Artist’s impression of massive impact with proto-Earth.
Credit: NASA/JPL-Caltech
According to a new scientific assessment, a peculiar property of the Earth’s magnetic field could help us to work out how our planet was created 4.5 billion years ago.
How did the Earth and Moon form? There are several major theories, most involving a giant impact. They range from a scenario where the impacting object strikes the newly formed Earth with a glancing blow and then escapes, through to one where the collision is so energetic that both the impactor and the Earth are vaporized.
“Our theoretical understanding of the Earth’s magnetic field today can actually tell us something about the very formation of the Earth-Moon system.” — Professor David Hughes, School of Mathematics
Now researchers at the University of Leeds and the University of Chicago have analyzed the dynamics of fluids and electrically conducting fluids. They concluded that the Earth must have been magnetized either before the impact or as a consequence of the collision.
This could help to narrow down the theories of the Earth-Moon formation and inform future research into what really happened, they say.

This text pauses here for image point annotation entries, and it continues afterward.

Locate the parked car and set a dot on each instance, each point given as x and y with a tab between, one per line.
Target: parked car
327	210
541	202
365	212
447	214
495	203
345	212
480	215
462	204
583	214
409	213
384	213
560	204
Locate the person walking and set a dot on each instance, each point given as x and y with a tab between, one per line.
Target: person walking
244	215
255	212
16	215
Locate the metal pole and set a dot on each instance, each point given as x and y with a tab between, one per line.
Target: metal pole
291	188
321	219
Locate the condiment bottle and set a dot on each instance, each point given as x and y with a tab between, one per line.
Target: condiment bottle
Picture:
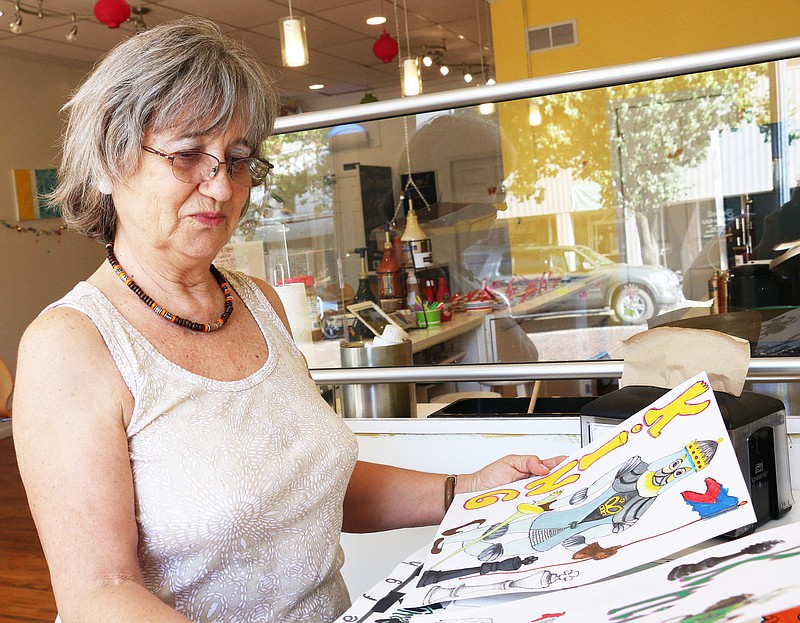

Professor David Hughes, an applied mathematician in the School of Mathematics at the University of Leeds, said: “Our new idea is to point out that our theoretical understanding of the Earth’s magnetic field today can actually tell us something about the very formation of the Earth-Moon system.
“At first glance, this seems somewhat surprising, and previous theories had not recognized this potentially important connection.”
This new assessment, published on October 24 in Proceedings of the National Academy of Sciences (PNAS), is based on the resilience of Earth’s magnetic field, which is maintained by a rotating and electrically conducting fluid in the outer core, known as a geodynamo.
Early Earth
Professor Fausto Cattaneo, an astrophysicist at the University of Chicago, said: “A peculiar property of the Earth’s dynamo is that it can maintain a strong magnetic field but not amplify a weak one.
Therefore, the scientists concluded that if the Earth’s field were to get switched off, or even reduced to a very small level, it would not have the capability to kick in again.
“It is this remarkable feature that allows us to make deductions about the history of the early Earth; including, possibly, how the Moon was formed,” added Professor Cattaneo.
Professor Hughes added: “And if that is true, then you have to think, where did the Earth’s magnetic field come from in the first place?
“Our hypothesis is that it got to this peculiar state way back at the beginning, either pre-impact or as an immediate result of the impact.
“Either way, any realistic model of the formation of the Earth–Moon system must include magnetic field evolution.”